Quant au premier intervenant, le Secrétaire Général de JED, il a mis en exergue la précarité dans laquelle vivent les organes de presse en RD Congo. Ce qui les expose à la corruption, à la manipulation, et même, à la mendicité. Tshivis Tshivuadi a dénoncé le fait que, dans la pratique, le nouveau cadre légal n’est toujours pas appliqué concernant notamment les infractions de presse, l’octroi de l’aide publique aux médias, l’indépendance des médias publics ou le renforcement des mécanismes de régulation ou d’autorégulation.
« Au moment où nous célébrons pour la énième fois cette Journée internationale pour l’accès universel à l’information, cela fait 15 ans aussi que manifestement la RDC refuse de se doter de cette loi sur l’accès à l’information malgré les multiples plaidoyers menés à cet effet par les organisations des médias et la société civile. Plus de 15 ans aussi que le gouvernement continue de tergiverser sur cette question de la dépénalisation des délits de presse. Faut-il rappeler que la loi d’accès à l’information tout comme la dépénalisation des délits de presse sont cruciales pour promouvoir la bonne gouvernance et lutter contre le fléau de la corruption qui gangrène tous les secteurs de la vie nationale. C’est la loi d’accès à l’information qui obligera les mandataires de l’Etat à rendre compte de leur gestion… », s’est indigné Tshivuadi.

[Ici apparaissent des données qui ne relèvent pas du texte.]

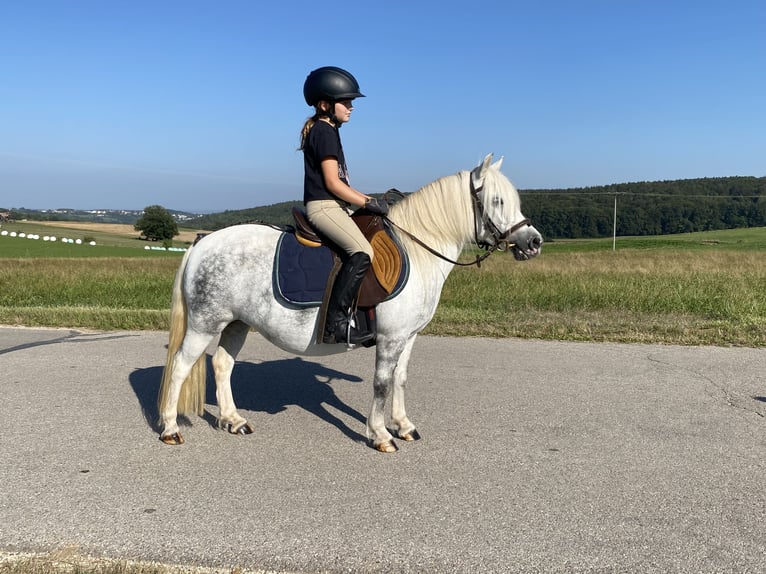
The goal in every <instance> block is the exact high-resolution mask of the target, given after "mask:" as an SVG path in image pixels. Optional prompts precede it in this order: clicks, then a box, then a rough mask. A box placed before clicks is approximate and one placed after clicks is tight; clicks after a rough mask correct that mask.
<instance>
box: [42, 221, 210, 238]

Dans son speech, le représentant de JED a également demandé au Conseil Supérieur de l’Audiovisuel et de la Communication (CSAC) dont l’une des missions essentielles consiste à protéger la liberté de la presse, de lever toutes les décisions prises ces derniers mois, notamment pour interdire aux médias de diffuser des informations en rapport avec la rébellion de l’Est de la RDC, pour ne plus diffuser des débats ou des émissions à téléphone ouvert et à propos des interventions militaires ou même d’interviewer ceux qu’ils appellent « Forces négatives », un terme vague et imprécis qui laisse la porte ouverte à des interdictions arbitraires.
Ce samedi 28 septembre 2024, Journée internationale de l’accès universel à l’information, a donc vécu. Les lampions se sont éteints à Sultani hôtel.